Thursday, July 17, 2008

UNIX privilege protection

Recently I am developing a feature where I need to protect a file from all users including the root. Most of the kernels do this by restricting the permissions stuff and/or attaching some special flags with the files notifying that this file should not be touched. While shaving this morning, I had a weird idea.
I want to protect a file, so restricting the permissions to root is an obvious thing to do here. But still root can modify this file. If I want to block root user as well, what if I had an another internal root like user? This would also be a root user, say a root cousin which is invisible to outside world. So in this case, root can read the file but can not modify it. I know this breaks the standard UNIX legacy we have that there is only one powerful god and that is root. What if we shatter this? There would be more than one god, so would there be a clash of titans? No, the rule is one god does not interfere with other god. The gods are read-only while interfering with another god. In this case, it gives an impression that root user is not able to modify certain file. Since internally this file is owned by root cousin, root is not able to change/modify it. So the change of behavior is quite noticeable. I don't know if this would be acceptable.
Since this root cousin is invisible to end user, he/she can not inherit root cousin privileges. And a root user can not change/modify the files that need to be protected.
This is a very simple idea and might have occurred to a lot of people. The moment I struck it, I felt like noting it down somewhere and thats why I am posting it here. I still need to figure out how to implement this. Will update about it soon.

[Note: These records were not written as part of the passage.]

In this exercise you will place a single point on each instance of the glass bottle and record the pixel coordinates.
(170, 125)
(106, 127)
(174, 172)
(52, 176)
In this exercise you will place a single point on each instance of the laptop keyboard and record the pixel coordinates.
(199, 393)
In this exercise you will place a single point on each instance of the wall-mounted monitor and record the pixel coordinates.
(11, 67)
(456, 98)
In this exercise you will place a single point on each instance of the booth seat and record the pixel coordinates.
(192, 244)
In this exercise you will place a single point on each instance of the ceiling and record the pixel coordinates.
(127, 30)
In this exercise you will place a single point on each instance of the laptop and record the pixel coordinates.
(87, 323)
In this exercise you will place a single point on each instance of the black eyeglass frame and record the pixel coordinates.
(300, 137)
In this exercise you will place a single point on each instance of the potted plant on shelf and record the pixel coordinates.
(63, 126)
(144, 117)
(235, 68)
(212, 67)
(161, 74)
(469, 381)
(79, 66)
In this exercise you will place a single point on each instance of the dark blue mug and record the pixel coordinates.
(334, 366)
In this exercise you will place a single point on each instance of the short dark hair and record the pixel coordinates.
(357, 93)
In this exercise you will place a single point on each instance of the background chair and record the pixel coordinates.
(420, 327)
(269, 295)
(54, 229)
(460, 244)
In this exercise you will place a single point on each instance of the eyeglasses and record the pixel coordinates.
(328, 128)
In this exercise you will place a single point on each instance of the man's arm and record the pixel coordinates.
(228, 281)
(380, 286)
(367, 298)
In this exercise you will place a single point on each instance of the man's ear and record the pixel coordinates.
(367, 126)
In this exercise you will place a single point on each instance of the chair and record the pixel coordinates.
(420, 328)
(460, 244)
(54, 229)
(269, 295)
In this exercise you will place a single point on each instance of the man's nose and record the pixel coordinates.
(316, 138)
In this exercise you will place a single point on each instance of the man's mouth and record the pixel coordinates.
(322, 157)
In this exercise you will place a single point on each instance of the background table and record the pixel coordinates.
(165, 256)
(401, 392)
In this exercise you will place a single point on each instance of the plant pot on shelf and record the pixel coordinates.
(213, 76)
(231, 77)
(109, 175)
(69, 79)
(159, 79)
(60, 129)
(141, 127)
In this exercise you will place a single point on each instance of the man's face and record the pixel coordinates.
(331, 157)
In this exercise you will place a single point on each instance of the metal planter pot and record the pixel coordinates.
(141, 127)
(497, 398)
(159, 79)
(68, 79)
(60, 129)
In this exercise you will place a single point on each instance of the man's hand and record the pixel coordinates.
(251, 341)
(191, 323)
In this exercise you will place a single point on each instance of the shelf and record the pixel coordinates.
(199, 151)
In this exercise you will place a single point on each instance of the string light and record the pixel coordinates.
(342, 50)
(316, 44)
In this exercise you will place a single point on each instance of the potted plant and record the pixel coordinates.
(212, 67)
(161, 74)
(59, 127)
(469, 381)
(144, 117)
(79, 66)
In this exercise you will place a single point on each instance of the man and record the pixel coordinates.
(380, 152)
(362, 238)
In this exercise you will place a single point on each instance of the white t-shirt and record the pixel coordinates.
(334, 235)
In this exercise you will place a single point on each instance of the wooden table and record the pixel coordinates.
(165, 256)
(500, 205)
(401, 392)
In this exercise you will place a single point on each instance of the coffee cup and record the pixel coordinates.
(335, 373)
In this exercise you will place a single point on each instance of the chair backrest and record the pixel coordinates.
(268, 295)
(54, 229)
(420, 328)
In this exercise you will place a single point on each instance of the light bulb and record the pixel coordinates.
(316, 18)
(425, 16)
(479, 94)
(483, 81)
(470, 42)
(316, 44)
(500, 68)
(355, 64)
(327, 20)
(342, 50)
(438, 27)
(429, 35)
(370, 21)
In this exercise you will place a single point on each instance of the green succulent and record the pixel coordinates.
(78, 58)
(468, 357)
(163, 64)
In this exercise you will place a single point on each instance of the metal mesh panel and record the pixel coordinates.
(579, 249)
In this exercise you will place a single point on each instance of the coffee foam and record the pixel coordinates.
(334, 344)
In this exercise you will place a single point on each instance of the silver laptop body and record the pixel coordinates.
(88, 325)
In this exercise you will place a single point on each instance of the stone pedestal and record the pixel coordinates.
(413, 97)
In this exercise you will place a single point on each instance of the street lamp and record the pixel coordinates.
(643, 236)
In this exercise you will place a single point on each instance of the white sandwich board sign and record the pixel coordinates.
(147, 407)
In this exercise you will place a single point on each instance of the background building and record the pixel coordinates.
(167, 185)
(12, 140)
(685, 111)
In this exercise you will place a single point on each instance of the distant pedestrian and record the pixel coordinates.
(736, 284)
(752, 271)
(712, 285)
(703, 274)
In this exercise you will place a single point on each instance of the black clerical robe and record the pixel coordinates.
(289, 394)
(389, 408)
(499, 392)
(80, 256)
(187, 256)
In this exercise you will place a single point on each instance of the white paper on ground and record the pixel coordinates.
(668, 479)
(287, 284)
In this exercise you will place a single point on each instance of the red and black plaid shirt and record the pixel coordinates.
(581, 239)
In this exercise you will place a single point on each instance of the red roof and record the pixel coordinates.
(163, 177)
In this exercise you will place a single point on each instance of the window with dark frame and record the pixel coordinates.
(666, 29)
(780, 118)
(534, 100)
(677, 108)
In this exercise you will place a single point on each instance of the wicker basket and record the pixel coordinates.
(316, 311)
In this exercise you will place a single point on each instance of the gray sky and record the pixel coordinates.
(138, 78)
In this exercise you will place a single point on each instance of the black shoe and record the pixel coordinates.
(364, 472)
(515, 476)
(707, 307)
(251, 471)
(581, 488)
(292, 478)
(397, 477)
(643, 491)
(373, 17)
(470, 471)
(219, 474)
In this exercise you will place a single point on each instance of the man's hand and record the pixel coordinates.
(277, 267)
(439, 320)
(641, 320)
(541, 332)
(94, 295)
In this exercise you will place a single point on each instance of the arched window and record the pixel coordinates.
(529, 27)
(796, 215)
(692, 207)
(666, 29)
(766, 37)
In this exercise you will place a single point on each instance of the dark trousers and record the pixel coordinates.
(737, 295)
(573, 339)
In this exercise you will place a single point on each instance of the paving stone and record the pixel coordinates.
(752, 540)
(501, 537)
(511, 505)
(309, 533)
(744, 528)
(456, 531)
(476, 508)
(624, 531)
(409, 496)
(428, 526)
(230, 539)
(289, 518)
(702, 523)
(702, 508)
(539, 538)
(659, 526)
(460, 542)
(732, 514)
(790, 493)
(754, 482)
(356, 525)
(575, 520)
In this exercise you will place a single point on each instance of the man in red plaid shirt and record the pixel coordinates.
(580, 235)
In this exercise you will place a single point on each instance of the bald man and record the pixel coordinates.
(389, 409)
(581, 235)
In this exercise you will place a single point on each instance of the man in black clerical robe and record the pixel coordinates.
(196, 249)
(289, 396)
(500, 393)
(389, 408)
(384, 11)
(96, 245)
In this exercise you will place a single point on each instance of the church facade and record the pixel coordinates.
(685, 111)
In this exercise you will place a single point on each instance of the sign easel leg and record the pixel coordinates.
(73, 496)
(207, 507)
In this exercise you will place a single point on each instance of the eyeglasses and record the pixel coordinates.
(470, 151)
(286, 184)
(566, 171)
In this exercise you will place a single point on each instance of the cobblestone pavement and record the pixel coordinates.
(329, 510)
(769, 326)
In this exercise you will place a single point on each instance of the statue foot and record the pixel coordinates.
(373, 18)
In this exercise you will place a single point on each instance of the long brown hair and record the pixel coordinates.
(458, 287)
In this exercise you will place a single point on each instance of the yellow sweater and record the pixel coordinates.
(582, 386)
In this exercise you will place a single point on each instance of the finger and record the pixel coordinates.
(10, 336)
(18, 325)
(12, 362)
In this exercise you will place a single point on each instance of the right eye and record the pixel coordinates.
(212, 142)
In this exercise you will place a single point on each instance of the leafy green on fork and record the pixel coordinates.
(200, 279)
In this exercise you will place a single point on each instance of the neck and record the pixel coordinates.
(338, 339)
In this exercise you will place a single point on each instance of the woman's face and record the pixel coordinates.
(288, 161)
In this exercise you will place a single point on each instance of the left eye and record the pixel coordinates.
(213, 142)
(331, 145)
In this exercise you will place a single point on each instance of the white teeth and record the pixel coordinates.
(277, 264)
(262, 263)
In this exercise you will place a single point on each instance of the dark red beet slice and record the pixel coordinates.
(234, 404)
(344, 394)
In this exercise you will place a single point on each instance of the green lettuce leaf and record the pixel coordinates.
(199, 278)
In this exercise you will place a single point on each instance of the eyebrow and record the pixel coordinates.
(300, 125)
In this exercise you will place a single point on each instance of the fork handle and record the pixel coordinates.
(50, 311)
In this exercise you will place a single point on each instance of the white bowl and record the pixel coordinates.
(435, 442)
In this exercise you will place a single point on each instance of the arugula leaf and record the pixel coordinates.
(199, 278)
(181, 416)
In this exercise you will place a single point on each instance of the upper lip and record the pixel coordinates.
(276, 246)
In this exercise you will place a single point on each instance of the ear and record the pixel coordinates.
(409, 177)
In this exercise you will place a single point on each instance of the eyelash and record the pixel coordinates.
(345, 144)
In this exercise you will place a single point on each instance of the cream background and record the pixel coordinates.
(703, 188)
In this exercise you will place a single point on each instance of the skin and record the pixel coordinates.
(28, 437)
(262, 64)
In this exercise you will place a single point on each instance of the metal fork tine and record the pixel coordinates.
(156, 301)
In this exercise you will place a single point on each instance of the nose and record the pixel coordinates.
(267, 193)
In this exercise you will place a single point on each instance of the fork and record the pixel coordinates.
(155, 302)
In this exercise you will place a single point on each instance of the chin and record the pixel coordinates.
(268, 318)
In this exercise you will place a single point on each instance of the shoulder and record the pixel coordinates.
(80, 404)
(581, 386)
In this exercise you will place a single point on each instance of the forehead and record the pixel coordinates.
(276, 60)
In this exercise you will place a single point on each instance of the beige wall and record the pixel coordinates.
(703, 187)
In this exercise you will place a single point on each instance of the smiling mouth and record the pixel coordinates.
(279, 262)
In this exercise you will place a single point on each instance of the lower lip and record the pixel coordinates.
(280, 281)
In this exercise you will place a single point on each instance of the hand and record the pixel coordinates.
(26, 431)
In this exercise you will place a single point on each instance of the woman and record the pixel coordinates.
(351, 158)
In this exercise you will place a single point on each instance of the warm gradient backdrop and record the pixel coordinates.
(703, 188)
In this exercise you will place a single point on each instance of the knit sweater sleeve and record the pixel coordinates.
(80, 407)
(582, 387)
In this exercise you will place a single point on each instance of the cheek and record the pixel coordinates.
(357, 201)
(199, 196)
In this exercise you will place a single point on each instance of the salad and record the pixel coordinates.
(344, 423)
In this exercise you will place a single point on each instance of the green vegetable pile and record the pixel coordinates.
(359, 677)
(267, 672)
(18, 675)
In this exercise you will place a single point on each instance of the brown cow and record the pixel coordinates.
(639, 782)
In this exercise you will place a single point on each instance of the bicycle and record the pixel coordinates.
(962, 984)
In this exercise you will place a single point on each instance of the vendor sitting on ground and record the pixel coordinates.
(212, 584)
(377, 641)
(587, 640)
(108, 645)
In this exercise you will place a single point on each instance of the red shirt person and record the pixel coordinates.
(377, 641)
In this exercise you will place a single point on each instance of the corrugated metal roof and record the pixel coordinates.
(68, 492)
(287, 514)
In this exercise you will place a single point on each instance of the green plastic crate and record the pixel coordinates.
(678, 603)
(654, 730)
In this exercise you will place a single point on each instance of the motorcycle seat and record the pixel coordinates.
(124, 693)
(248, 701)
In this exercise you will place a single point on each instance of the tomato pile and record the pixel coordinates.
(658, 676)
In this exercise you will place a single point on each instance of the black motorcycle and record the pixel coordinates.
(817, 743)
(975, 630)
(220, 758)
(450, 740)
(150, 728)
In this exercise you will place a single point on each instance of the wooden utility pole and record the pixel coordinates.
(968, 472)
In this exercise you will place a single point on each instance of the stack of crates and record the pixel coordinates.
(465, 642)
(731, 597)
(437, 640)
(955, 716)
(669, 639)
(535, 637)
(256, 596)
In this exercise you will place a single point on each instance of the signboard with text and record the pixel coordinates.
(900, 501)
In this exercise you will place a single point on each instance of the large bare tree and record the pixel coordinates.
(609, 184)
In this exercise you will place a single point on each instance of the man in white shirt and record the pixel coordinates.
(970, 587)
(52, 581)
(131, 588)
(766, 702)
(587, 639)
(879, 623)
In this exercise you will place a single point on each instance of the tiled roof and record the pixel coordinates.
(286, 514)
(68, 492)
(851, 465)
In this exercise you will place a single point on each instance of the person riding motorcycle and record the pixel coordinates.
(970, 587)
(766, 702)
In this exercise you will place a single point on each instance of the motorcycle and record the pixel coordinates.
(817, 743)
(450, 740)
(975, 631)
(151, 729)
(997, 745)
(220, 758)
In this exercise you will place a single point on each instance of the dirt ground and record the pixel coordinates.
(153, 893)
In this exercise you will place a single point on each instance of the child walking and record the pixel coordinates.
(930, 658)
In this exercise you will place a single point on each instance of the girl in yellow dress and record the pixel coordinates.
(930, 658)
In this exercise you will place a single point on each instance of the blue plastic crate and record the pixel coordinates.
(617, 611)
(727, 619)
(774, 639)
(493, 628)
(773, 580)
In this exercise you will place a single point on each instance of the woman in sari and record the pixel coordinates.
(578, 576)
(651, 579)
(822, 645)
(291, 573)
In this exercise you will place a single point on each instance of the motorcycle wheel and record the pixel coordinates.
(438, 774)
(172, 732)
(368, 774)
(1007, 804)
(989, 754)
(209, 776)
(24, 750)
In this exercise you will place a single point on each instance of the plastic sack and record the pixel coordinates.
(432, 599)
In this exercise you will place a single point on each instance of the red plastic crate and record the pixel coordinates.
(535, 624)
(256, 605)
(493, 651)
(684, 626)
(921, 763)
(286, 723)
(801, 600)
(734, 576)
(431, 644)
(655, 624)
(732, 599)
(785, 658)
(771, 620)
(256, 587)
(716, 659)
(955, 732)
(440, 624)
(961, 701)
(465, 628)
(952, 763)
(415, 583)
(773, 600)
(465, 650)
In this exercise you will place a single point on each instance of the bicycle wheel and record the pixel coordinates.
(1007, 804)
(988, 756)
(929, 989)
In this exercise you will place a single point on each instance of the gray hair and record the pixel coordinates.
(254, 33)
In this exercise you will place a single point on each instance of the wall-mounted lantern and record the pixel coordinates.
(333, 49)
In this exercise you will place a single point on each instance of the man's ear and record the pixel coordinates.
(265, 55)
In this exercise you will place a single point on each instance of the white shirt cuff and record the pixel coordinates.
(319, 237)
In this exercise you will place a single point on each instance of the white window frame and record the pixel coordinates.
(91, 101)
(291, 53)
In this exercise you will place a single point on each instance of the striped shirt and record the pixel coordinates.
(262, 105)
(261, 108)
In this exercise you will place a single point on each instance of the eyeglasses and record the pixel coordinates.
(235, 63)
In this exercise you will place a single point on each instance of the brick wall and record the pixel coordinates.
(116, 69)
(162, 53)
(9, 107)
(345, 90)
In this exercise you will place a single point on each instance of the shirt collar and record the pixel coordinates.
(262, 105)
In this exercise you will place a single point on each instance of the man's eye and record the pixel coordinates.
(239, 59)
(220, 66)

Few basics on how to implement this. This root cousin needs a dedicated uid and gid at least for UNIX. This uid and gid can not be used by end user. Kernel uses this identifiers for its own protection. So there is no way an end user can make a file owned by root cousin. Only the kernel is able to use these dedicated uid and gid in order to protect some files even from root. So it is quite obvious that we should not use these root cousin privileges everywhere. Rather, its use should be kept to minimal. For files, we don't want even root to change/modify, we should make them own by root cousin. While displaying the file properties (ls command), should we display the dedicated uid and gid for root cousin or should we show root uid and gid instead? If we show root uid and gid, the end user will still have the illusion that these files are owned by root but they can not be changed/modified. Great!! This goes well with the UNIX methodology. Lots of questions are popping in my head. Will update again as I have more answers.